Soft, symmetrical, bulky tumors on the back

Figure 2

Tumors on the chest and shoulders, giving patient a "pseudo-athletic" shape

Figure 3

Heredogram. The arrow indicates the reported case (III-12)

DISCUSSION

Benign symmetric lipomatosis (BSL), or multiple symmetric lipomatosis, is a rare syndrome (1:25.000) that affects 30-60 year-old people, specially men (15-30:1) and alcoholics.[1] Familial cases with autosomal dominant inheritance have been reported.[2] BSL pathogenesis is still unclear, but involves proliferation of functionally defective brown adipocytes, whether by mitochondrial disorders or by AMPc dysfunction.[3-4]

It is characterized by multiple nonencapsulated symmetrical lipomas with various diameters (1-20cm). The patient's face, forearms, and distal third of the leg are usually intact. Lesions grow in a slow, progressively manner, into unsightly deformities. Upper airway obstruction and mediastinal invasion might occur as well.[5] Patients often show metabolic syndrome (diabetes mellitus, hyperlipidemia, and hyperuricemia), as well as peripheral sensory and motor neuropathy.[6]

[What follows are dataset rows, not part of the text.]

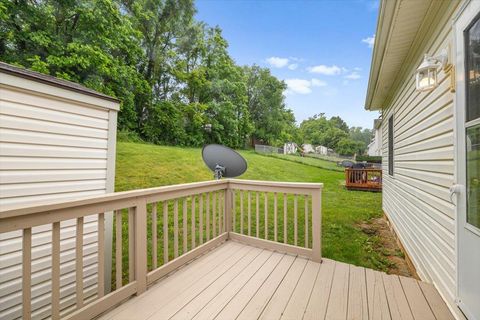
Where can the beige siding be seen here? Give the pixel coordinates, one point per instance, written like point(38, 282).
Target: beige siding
point(51, 148)
point(416, 198)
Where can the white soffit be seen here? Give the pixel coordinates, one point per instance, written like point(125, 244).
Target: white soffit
point(398, 24)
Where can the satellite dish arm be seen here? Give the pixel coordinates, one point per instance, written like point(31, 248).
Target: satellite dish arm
point(219, 172)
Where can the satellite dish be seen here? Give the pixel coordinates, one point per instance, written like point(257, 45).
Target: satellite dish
point(223, 161)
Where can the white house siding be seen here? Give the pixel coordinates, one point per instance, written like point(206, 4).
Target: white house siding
point(51, 148)
point(416, 198)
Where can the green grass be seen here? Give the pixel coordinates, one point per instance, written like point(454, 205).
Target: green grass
point(311, 161)
point(144, 165)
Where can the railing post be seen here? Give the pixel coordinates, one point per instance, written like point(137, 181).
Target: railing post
point(317, 225)
point(141, 245)
point(228, 209)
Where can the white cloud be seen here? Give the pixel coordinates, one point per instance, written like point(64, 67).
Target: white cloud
point(318, 83)
point(303, 86)
point(299, 86)
point(326, 70)
point(353, 76)
point(293, 66)
point(277, 62)
point(369, 41)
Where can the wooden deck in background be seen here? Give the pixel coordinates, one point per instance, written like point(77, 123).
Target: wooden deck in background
point(237, 281)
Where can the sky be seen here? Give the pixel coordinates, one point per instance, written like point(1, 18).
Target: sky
point(321, 49)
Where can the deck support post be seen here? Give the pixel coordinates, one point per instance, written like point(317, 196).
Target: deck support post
point(141, 245)
point(228, 210)
point(317, 226)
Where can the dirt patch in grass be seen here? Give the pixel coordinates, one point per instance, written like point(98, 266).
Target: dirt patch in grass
point(386, 245)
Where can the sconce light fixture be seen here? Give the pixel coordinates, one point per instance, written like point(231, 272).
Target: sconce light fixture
point(426, 74)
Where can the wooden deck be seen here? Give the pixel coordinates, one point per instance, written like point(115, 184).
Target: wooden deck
point(237, 281)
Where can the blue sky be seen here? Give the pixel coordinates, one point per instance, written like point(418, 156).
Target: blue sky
point(321, 49)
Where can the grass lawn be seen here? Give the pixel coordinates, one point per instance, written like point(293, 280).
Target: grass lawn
point(311, 161)
point(144, 165)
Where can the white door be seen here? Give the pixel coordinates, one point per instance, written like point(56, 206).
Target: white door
point(467, 38)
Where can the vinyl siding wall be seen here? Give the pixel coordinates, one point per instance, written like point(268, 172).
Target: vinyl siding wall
point(51, 148)
point(416, 198)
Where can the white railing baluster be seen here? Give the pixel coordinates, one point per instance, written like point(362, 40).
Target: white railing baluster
point(214, 214)
point(26, 273)
point(266, 214)
point(131, 244)
point(56, 270)
point(79, 263)
point(285, 218)
point(207, 216)
point(317, 226)
point(193, 217)
point(101, 255)
point(249, 213)
point(234, 211)
point(306, 222)
point(200, 219)
point(118, 248)
point(185, 226)
point(275, 217)
point(257, 214)
point(141, 245)
point(220, 212)
point(154, 236)
point(175, 228)
point(295, 220)
point(241, 213)
point(165, 232)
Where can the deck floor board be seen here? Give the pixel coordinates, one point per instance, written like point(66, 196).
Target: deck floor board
point(237, 281)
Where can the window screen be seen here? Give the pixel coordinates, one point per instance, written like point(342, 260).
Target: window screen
point(390, 146)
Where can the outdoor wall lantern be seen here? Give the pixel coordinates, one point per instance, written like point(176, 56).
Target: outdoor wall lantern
point(426, 74)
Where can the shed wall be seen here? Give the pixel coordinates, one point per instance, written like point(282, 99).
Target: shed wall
point(51, 148)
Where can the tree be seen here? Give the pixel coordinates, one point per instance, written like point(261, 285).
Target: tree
point(89, 42)
point(273, 122)
point(173, 74)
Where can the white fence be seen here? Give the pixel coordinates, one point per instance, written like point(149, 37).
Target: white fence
point(267, 149)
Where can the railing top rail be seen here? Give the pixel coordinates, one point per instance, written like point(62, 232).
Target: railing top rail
point(19, 210)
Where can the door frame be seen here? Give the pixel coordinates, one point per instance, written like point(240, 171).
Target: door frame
point(469, 10)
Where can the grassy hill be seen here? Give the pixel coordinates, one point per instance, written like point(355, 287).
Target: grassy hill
point(144, 165)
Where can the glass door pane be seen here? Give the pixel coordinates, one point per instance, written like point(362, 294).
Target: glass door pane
point(472, 50)
point(473, 175)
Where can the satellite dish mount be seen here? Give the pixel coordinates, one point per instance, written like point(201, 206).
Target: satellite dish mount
point(223, 161)
point(219, 172)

BSL has three phenotypes, based on the anatomical location of the lesions. Type 1 (Madelung disease): Lipomatosis is located primarily in the cervical region, in kyphosis or "horse collar" manner, and is associated with alcoholism. Type 2 (Launois-Bensaude syndrome – LBS): It is unrelated to alcoholism; lesions occur primarily on shoulders, upper arms, and chest (sometimes in the abdomen and the back), giving the patient an "pseudo-athtletic" shape. Type 3 (gynecoid): Lipomatosis occurs primarily on the pelvic waist.[7]

LSB diagnosis is clinical; imaging exams (primarily CT scan) are important to assess the extent of lipomatosis, to rule out differential diagnosis, and to support pre-operative exams.[8] Aspiration of lesions shows only fat cells. Lipoma, angiolipoma, liposarcoma, multiple family lipomatosis, and Dercum's disease are differential diagnoses of LSB.[9]

Surgery (resection or liposuction) is the most effective treatment, due to the aesthetic deformities and compressive symptoms.[8] No treatments may prevent the formation of new lesions. Decreased progression with salbutamol (12 mg/day), as a result of lipolysis by adrenergic stimulation, has been reported.[10] The outcome of cases is not affected by dietary changes.

In this case, the diagnosis of type 2 LSB (Launois-Bensaude syndrome) was raised by its typical distribution (trunk and proximal region of the upper limbs) and no personal history of alcohol abuse. Genetic exam infers a pattern of autosomal dominant inheritance with incomplete penetrance.